Microsoft agreed to an undisclosed settlement with AT&T in March of 2004 in the case, which was filed in the US District Court for the Southern District of New York, but as part of that agreement, the software maker was given the right to appeal liability for patent infringement. A three-judge panel from the Court of Appeals rendered Wednesday's decision, with circuit judges Alan D. Lourie and Haldane Robert Mayer deciding that Microsoft infringed the AT&T patent and Randall R. Rader dissenting.
The District Court ruled that software copies made from a master version, sent from the US are not shielded from patent law, which prohibits circumvention of infringement by exportation of products.
Microsoft argued on appeal that the District Court had erred in that finding. "According to Microsoft, a foreign-replicated copy made from a master version supplied from the United States has actually been 'manufactured' abroad by encoding a storage medium with the Windows software. "We disagree that no liability attaches," Wednesday's Appeals Court ruling said.
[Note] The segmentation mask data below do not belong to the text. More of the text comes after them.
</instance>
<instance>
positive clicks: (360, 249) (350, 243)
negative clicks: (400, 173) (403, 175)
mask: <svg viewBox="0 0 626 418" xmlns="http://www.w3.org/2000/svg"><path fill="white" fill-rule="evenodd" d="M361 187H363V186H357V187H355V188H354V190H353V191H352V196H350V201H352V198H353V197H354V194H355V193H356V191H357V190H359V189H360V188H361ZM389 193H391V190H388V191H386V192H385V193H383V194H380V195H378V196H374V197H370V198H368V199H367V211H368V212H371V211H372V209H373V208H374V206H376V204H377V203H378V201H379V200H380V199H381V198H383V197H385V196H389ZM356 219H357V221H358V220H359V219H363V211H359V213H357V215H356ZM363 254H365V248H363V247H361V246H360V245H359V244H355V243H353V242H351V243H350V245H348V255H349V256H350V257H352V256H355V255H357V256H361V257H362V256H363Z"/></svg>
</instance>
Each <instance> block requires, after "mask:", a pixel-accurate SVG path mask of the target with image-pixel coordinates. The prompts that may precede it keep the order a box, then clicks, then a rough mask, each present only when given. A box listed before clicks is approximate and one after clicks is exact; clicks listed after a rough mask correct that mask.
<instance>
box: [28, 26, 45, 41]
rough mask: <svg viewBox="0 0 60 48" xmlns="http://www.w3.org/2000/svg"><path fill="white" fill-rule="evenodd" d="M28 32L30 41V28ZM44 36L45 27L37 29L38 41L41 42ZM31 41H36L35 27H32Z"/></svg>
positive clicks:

Calling copying "part and parcel of software distribution," the court found that in the case of software components "the act of copying is subsumed in the act of 'supplying,' such that sending a single copy abroad with the intent that it be replicated invokes liability for those foreign-made copies." The court further rejected Microsoft's contention that liability should apply only to each disk that is shipped and incorporated into computers assembled outside of the US on the grounds that the argument "fails to account for the realities of software distribution."
The court also rejected Microsoft's argument that software sent electronically should be treated differently with regard to liability from software shipped on master, or "golden" disks, and found an "insufficient basis" for the company's "impassioned recitation of a parade of horribles that may befall the domestic software industry -- such as the relocation of manufacturing facilities."
"Possible loss of jobs in this country is not justification for misinterpreting a statute to permit patent infringement," the court found.
In his dissenting opinion, Rader disagreed with the majority's interpretation of the patent infringement statute related to components shipped from the US, contending that his judicial colleagues had expanded the legal protection to non-US markets and non-US competitors.
Representatives of Microsoft and AT&T were not immediately available to comment on the case Thursday.